W@dgidsenWeb 2.1

U bent in menu 3-4. Helden en Geschiedenis

Broodkruimelpad

Home Historische Tochten Desnoods tot aan je kin ... Een wadlooptocht naar Schiermonnikoog in 1964

Historische Zaken en Wadlooptochten

Desnoods tot aan je kin ... Een wadlooptocht naar Schiermonnikoog in 1964

Maar niets voor mensen die gauw in paniek raken.

Uit: Katholieke Illustratie 5-10 oktober 1964

TEKST KEES VAN EMMERIK EN JAAP VELT

FOTO'S JAN VAN EIJK

Bent u weleens te voet het wad over geweest, bijvoorbeeld van de Groningse kust naar Schiermonnikoog? Wij hebben het geprobeerd en het werd een avontuur met een hachelijk moment. Maar we zijn het eens met Buwalda en Abrahamse, dat wadlopen een sport is, die de (zware) moeite loont. J. D. Buwalda, student in de sociale geografie te Groningen, begon in 1957 met wadlopen. J. Abrahamse, pas afgestudeerd in hetzelfde vak aan dezelfde universiteit, maakte zijn eerste tocht in 1959. Mét mevrouw Buwalda vormden ze de ervaren helft van een gezelschap van zes, dat de tocht maakte.


Buwalda - met kompas - was een voortreffelijke gids.

GOED ZES UUR waren we bij de Groningse zeedijk. Om een uur of vier, na een korte nachtrust vanaf middernacht, waren we uit het (hotel-) bed gekropen. Om vijf uur hadden we bij de Martinitoren Abrahamse en Buwalda met mevrouw Buwalda getroffen. Door de koude, drijfnatte ochtend waren we via Kloosterburen en Hornhuizen naar de waddenkust gereden. Bij een opslagplaats van rijkswaterstaat aan het doodlopend eind van de weg werden de auto's aan de kant gezet. Niemand van ons scheen veel zin te hebben zijn hoofd buiten het portier te steken. Het enige, dat er ter plaatse buiten ons zessen leefde, waren schapen, die het vroege ochtendlicht benutten om naar gras te zoeken op de hoge dijk. De stoutmoedigste onder de dieren hadden het boven op de kruin gezocht. Ze stonden daar, de kont gekeerd in de harde wind, die uit het noordwesten blies, de kop heel verstandig in de luwte van het eigen lijf. Ze keken onderzoekend naar ons en vroegen zich kennelijk af wat die idioten daar beneden van plan waren.
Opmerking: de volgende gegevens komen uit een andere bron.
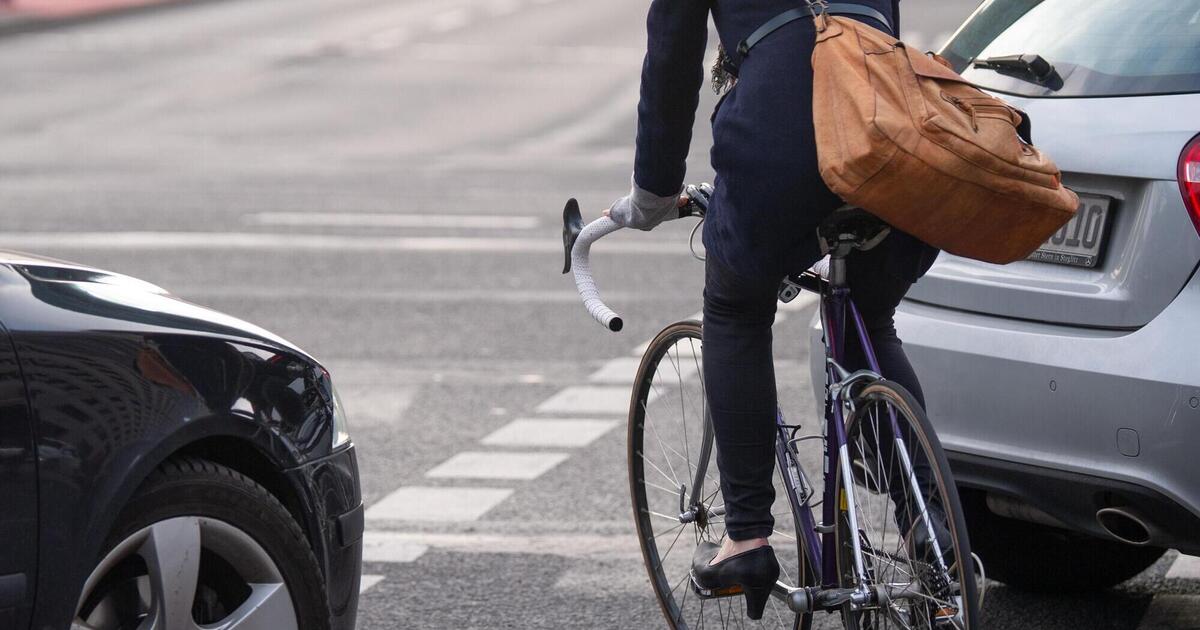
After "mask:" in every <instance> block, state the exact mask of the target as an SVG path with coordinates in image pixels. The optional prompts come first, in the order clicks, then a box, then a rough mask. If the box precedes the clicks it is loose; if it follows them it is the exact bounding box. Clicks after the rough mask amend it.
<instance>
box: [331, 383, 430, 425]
mask: <svg viewBox="0 0 1200 630" xmlns="http://www.w3.org/2000/svg"><path fill="white" fill-rule="evenodd" d="M338 390H340V392H341V394H342V400H343V401H346V412H347V415H348V416H349V418H350V421H352V422H353V424H354V427H355V428H358V427H368V426H370V427H374V426H394V425H396V422H398V421H400V420H401V418H403V415H404V412H406V410H408V408H409V406H412V404H413V400H415V398H416V392H418V388H416V385H395V384H388V385H385V386H382V388H380V386H379V385H378V384H361V385H360V384H346V383H343V384H342V385H341V386H338Z"/></svg>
Wat we van plan waren, was een tocht over het wad naar Schiermonnikoog. Het was een tocht, had Buwalda geschreven, die ook bij slechte weersomstandigheden doorgang kon vinden. "De mooi-weerperiode schijnt voorlopig voorbij", had hij er bemoedigend aan toe gevoegd. Om zes uur, die ochtend, keek zelfs hij ietwat bedenkelijk naar het noordwesten, vanwaar zwarte regenbuien ten aanval kwamen. Hoe onervaren ook als wadlopers, wij - Jan, Jaap en de derde ondergetekende - wisten wel, dat (sterke) wind uit de westhoek niet erg best is voor een tocht over het wad. Het water wordt dan bij vloed hoog opgedreven en stroomt daarna bij eb niet normaal weg.
We liepen een stuk onder langs de dijk, klommen over de kruin en kwamen uit ter hoogte van het asfalten proefdijkje, dat Buwalda ons had beloofd. "Er staat veel water," zei hij langs zijn neus weg. We liepen het asfaltdijkje af. Dat scheelde weer honderden meters wadlopen. Aan het eind, waar het dijkje overging in een primitieve rijshoutdam van de landaanwinningswerken, bleven we met zijn zessen naar het wad staan kijken: één onafzienbare watervlakte, zo te zien, tot aan de verre kustlijn van Schiermonnikoog. Jan dacht hardop en zichtbaar aan zijn fotoapparatuur van zo'n paar duizend gulden. Jaap kon troost putten uit het feit, dat hij tot de langere figuren van het gezelschap behoorde. En ik, met de kortste benen van het hele troepje, herinnerde me een waarschuwing van Buwalda, dat wadlopers weleens tot hun kin door het water moesten. Ik keek tersluiks naar de lange Abrahamse en mat in gedachte zijn borsthoogte. Die lag een stuk hoger dan de mijne.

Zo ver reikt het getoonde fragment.